Some Tibetan Mastiffs have small white markings on the chest and feet but nowhere else on the body. The undercoat may be lighter shades of the dominant color or gray or tan on black and tan dogs. Tibetan Mastiffs with sable or brindle coats are faulted in the show ring, but their color doesn’t affect their ability to be a companion or guardian.
The Tibetan Mastiff sheds little and may or may not shed seasonally, depending on the climate in which he lives. Brush him one to three times a week with a wire slicker brush to remove dead or loose hair.
Be sure to check for tangles or mats in the mane, breeches, and tail, where the coat is heaviest. Bath as needed. This breed has little odor, so he usually doesn’t require a bath more than once a month. Other grooming needs include dental hygiene and nail care. Brush your Tibetan Mastiff’s teeth at least two or three times a week to remove tartar buildup and the accompanying bacteria. Daily is better.

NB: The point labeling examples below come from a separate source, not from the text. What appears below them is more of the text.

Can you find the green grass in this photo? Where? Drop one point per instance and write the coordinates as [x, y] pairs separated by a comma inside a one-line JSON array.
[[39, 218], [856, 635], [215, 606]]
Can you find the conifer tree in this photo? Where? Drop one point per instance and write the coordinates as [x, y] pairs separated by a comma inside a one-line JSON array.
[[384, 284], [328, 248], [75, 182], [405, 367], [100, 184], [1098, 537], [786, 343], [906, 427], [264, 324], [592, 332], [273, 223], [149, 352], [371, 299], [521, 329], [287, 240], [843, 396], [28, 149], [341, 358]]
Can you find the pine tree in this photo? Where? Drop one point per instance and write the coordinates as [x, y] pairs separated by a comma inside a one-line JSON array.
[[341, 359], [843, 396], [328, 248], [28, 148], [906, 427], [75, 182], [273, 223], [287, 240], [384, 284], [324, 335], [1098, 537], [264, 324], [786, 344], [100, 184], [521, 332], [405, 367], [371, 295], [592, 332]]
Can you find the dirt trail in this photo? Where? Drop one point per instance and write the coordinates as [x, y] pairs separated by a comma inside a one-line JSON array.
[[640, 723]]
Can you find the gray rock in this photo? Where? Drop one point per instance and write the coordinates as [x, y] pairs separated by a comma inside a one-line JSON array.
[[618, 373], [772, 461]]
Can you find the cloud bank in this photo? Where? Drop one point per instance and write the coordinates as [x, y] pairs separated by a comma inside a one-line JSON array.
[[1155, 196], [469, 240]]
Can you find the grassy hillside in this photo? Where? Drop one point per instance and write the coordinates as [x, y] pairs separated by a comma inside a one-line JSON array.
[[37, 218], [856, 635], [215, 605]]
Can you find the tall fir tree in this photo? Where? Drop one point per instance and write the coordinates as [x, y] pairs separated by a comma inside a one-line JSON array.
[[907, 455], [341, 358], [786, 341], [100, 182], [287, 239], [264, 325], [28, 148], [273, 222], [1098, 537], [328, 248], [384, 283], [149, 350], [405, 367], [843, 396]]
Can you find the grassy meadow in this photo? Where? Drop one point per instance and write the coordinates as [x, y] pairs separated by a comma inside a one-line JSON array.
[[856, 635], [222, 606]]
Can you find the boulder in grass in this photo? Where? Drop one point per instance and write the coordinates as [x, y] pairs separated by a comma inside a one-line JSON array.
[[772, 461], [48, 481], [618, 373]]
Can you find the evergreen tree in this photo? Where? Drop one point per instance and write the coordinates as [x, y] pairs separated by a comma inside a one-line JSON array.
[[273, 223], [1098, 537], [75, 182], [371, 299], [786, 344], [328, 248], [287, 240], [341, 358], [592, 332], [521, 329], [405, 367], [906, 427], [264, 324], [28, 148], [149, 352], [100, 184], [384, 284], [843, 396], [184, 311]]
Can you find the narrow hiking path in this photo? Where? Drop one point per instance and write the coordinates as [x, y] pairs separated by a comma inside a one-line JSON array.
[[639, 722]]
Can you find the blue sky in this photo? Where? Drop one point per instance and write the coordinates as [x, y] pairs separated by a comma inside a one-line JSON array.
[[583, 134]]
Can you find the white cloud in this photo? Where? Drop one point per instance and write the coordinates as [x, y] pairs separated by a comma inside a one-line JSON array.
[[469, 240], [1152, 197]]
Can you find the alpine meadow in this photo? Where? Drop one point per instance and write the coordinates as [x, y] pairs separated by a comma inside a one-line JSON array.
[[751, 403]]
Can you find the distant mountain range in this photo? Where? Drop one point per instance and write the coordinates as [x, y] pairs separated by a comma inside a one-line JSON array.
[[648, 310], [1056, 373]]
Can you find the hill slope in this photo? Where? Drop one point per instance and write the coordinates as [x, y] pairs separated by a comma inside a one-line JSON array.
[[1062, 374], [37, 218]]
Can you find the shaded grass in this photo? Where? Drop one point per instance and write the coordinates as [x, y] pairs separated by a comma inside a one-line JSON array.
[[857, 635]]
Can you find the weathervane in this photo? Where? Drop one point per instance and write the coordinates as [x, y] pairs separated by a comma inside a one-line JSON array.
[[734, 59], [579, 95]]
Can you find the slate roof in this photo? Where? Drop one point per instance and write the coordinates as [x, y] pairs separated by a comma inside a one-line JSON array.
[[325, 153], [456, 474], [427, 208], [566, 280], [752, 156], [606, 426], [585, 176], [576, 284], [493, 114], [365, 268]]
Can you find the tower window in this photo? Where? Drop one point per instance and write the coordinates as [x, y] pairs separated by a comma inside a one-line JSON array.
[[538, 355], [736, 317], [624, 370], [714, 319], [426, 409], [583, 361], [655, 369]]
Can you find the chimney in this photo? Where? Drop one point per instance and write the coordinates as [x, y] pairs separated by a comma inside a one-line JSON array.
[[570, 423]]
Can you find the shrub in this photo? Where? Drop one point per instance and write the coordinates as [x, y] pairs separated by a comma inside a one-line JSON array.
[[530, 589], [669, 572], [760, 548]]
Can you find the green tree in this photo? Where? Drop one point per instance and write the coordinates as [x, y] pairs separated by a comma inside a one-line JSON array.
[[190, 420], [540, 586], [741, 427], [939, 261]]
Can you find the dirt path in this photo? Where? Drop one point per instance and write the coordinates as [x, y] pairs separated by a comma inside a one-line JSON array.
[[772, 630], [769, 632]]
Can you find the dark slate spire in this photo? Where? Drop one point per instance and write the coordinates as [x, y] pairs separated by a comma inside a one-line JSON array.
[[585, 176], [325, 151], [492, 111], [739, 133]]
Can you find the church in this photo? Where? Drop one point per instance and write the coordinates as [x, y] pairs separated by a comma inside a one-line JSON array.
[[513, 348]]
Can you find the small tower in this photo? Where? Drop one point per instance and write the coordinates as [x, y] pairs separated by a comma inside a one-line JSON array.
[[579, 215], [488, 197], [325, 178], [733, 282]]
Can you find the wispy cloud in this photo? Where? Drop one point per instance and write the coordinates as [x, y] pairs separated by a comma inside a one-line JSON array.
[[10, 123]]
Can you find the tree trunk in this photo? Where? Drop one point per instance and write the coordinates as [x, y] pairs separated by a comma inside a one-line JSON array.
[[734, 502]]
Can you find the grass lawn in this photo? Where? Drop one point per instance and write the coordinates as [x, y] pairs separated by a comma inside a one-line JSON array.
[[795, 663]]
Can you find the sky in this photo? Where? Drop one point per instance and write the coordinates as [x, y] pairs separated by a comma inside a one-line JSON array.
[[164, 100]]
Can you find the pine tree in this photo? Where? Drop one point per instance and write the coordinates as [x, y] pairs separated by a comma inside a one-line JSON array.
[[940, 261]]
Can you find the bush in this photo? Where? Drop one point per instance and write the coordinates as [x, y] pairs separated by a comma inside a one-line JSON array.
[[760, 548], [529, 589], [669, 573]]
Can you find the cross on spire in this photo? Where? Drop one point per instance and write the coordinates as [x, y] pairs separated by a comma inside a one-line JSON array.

Trim his nails once or twice a month, or as needed. If you can hear the nails clicking on the floor, they’re too long. Short nails keep the feet in good condition and don’t get caught in the carpet and tear. If the feet need to be tidied up with trimming, the best time to do it is when you are clipping the nails.
Check the ears weekly to make sure there’s no debris, redness, or inflammation. Clean the ears as needed with a cotton ball and a cleanser recommended by your dog’s breeder or your veterinarian. Wipe around the outer edge of the ear canal, and don’t stick the cotton ball any deeper than the first knuckle of your finger.
Begin getting your Tibetan Mastiff used to being brushed and examined when he’s a puppy. Handle his paws frequently–dogs are touchy about their feet–and look inside his mouth and ears.
Make grooming a positive experience filled with praise and rewards, and you’ll lay the groundwork for easy veterinary exams and other handling when he’s an adult.
Children and other pets
The Tibetan Mastiff is suitable for families with older children, but he can be too large to safely spend much time around toddlers. He would never mean to hurt them, but he could easily knock them over or step on them.Make it a rule that children are never to run and scream in a Tibetan Mastiff’s presence. The noise and activity can excite him, and he’s simply too big to be allowed to chase children or play roughly with them.
He may also feel the need to protect “his” children from other kids, especially if they’re wrestling or otherwise appear to be fighting. Always supervise play so that he knows you’re in charge.
Always teach children how to approach and touch dogs, and always supervise any interactions between dogs and young children to prevent any biting or ear or tail pulling on the part of either party.
Teach your child never to approach any dog while he’s sleeping or eating or to try to take the dog’s food away. No dog should ever be left unsupervised with a child.
Tibetan Mastiffs get along well with other dogs and cats when they’re raised with them. As adults, they may require more of an adjustment period before they welcome the advent of another dog.